Laetitia Avia (LREM) : « J’étais dans une démarche de co-construction la plus poussée possible avec le Sénat »
En amont de la CMP, la députée Laetitia Avia a bien tenté de trouver une voie médiane. « J’étais dans une démarche de co-construction la plus poussée possible avec le Sénat » assure la députée de Paris, « j’ai proposé de rétablir l’article 1 en intégrant tous les éléments qui avaient suscité des interrogations, en permettant aux plateformes une flexibilité pour contextualiser, ou au regard de la nature d’un contenu journalistique par exemple » explique la porte-parole d’En Marche, alors que la ministre de la Justice, Nicole Belloubet, avait suscité au Sénat l’indignation de la gauche après des propos ambiguës sur le traitement réservé aux journalistes. Christophe-André Frassa reconnaît de son côté « que les efforts de Laetitia Avia sont louables, elle a voulu présenter un amendement d’assouplissement, mais dans lequel il y avait encore le délit pénal ».
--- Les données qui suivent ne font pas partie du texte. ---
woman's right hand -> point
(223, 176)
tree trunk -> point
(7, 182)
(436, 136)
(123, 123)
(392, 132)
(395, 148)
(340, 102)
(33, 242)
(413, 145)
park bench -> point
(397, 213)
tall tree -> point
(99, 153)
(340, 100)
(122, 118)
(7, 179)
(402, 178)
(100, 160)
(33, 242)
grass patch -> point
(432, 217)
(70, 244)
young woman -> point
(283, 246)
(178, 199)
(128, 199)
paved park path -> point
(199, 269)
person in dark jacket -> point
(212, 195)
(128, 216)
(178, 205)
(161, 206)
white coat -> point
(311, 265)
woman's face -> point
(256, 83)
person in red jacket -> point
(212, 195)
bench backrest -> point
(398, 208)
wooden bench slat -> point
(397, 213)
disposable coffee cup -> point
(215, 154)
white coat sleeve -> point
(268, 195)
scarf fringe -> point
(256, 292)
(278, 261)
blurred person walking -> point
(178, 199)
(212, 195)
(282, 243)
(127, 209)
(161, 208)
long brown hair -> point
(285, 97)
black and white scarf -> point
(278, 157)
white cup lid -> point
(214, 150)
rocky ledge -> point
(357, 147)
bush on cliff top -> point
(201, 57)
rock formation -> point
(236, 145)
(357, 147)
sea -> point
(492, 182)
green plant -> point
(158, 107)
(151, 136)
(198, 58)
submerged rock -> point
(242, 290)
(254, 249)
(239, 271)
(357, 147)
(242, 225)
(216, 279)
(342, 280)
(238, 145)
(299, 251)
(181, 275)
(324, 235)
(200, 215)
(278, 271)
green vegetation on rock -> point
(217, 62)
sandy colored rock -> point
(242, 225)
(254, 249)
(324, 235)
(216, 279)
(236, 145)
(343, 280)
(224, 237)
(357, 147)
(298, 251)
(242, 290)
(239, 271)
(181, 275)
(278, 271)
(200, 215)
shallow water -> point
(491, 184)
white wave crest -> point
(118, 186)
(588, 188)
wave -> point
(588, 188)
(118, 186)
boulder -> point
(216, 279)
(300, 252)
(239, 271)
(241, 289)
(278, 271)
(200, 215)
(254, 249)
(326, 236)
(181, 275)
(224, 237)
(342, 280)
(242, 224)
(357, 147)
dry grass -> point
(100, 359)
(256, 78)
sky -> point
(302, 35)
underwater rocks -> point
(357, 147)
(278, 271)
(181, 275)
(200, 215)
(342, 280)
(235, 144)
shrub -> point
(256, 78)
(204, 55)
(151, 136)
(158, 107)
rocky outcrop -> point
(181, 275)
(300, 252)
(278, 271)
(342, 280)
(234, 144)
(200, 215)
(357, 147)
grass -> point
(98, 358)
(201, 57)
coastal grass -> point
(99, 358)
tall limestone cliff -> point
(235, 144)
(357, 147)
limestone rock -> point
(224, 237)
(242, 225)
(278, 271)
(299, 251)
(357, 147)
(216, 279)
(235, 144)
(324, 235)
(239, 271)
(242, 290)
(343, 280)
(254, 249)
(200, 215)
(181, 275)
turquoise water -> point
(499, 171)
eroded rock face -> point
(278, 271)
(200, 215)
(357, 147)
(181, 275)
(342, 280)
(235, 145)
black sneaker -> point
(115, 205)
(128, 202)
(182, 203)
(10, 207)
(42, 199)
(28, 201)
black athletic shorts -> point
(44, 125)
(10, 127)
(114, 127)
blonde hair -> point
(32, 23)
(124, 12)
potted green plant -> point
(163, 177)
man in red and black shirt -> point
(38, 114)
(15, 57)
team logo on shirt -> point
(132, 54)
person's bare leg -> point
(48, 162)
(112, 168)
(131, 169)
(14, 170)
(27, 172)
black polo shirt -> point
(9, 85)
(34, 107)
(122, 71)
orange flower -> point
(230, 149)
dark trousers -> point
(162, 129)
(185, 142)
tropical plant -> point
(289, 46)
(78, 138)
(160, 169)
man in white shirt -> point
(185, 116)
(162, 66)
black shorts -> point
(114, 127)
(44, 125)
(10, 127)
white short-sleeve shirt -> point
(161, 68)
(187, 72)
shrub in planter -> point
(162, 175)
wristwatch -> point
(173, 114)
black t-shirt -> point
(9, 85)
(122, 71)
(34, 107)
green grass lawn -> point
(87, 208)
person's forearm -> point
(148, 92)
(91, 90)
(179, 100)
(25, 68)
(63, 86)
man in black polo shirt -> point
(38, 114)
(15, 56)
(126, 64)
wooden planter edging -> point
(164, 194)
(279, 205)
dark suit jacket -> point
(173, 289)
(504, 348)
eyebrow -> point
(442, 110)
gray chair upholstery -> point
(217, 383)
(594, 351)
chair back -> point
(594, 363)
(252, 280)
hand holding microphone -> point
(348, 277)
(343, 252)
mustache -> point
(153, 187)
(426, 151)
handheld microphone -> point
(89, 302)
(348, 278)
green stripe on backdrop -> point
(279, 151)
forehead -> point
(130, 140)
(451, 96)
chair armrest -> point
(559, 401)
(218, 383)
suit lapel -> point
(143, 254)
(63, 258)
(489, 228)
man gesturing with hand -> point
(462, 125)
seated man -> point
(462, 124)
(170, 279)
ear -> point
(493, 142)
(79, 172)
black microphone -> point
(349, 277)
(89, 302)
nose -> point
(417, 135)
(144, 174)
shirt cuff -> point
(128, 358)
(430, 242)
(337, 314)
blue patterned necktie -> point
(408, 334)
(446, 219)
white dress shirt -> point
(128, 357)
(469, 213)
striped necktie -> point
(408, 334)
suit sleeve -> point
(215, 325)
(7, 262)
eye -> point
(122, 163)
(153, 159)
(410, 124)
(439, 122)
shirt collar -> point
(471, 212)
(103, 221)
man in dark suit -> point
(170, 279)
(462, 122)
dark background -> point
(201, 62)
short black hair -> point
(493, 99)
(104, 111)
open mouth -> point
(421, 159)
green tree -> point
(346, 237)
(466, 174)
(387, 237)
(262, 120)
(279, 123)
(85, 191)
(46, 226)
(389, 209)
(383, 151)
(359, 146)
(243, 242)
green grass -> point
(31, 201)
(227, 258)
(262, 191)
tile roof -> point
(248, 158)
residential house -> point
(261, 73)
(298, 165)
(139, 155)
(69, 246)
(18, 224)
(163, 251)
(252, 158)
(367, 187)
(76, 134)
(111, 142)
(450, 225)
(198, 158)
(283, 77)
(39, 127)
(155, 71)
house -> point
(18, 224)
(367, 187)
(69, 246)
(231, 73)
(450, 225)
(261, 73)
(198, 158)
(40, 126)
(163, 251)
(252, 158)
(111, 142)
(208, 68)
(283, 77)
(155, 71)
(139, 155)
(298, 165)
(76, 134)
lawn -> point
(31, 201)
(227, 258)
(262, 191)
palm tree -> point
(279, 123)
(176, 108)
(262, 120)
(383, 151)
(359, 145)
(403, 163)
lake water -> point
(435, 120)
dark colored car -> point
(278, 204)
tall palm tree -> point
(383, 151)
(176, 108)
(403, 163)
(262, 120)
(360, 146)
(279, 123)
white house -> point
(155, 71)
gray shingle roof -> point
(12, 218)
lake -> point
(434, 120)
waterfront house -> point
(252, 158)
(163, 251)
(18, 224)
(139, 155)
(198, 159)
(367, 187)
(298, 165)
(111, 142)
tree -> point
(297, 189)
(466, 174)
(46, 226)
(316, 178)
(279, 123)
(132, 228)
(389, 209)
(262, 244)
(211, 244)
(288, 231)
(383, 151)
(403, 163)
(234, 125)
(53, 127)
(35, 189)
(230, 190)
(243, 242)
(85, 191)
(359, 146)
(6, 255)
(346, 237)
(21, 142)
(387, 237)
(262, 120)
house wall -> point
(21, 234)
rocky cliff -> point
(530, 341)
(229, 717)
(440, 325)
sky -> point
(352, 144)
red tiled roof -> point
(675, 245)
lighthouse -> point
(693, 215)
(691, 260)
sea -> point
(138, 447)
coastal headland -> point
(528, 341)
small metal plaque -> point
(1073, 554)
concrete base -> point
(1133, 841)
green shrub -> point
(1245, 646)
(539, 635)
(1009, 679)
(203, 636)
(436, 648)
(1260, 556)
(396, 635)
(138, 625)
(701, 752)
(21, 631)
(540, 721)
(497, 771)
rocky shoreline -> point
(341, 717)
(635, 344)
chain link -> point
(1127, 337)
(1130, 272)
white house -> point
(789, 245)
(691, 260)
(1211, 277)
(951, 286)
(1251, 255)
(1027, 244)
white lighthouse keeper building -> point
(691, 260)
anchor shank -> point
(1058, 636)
Laetitia Avia regrette sur ce point « une opposition presque dogmatique de la droite sénatoriale, qui ne veut pas du délit, alors que les députés LR ont voté le texte… » Quant au risque de surcensure, la députée dit l’avoir entendu. « C’est pour ça que j’ai ajouté dans le texte une sanction en cas de surcensure Mais cela a été retiré par les sénateurs » pointe Laetitia Avia, qui glisse que « les plateformes ont fait un énorme lobbying. Il y a eu beaucoup d’appels ». La formule proposée par le Sénat ferait, justement, le jeu des géants du Net, selon la députée LREM :
« In fine, le Sénat fait plaisir aux plateformes, car elles n’ont plus d’obligation de résultats. C’est tout ce qu’elles veulent, c’est cadeau ! » (Laetitia Avia, auteure de la PPL)
Elle ajoute que l’amendement anti-usine à trolls du président du groupe LR « est inabouti juridiquement et attentatoire à la liberté d’expression ». Bref, chacun se renvoie l’accusation de museler la liberté de parole.
Le texte va maintenant faire son retour à l’Assemblée pour une nouvelle lecture le 20 janvier, avant de repasser à nouveau par le Sénat le 30 janvier. « Peut-être que d’ici le 30, la lumière jaillira. Je suis optimiste, mais Noël vient de passer… » sourit Christophe-André Frassa. Le texte fera ensuite un dernier passage devant les députés, qui auront le dernier mot. La date est encore inconnue, mais à partir du 17 février, les députés se consacreront à la réforme des retraites. Du côté de la majorité présidentielle, l’objectif est d’adopter définitivement le texte d’ici le premier trimestre 2020.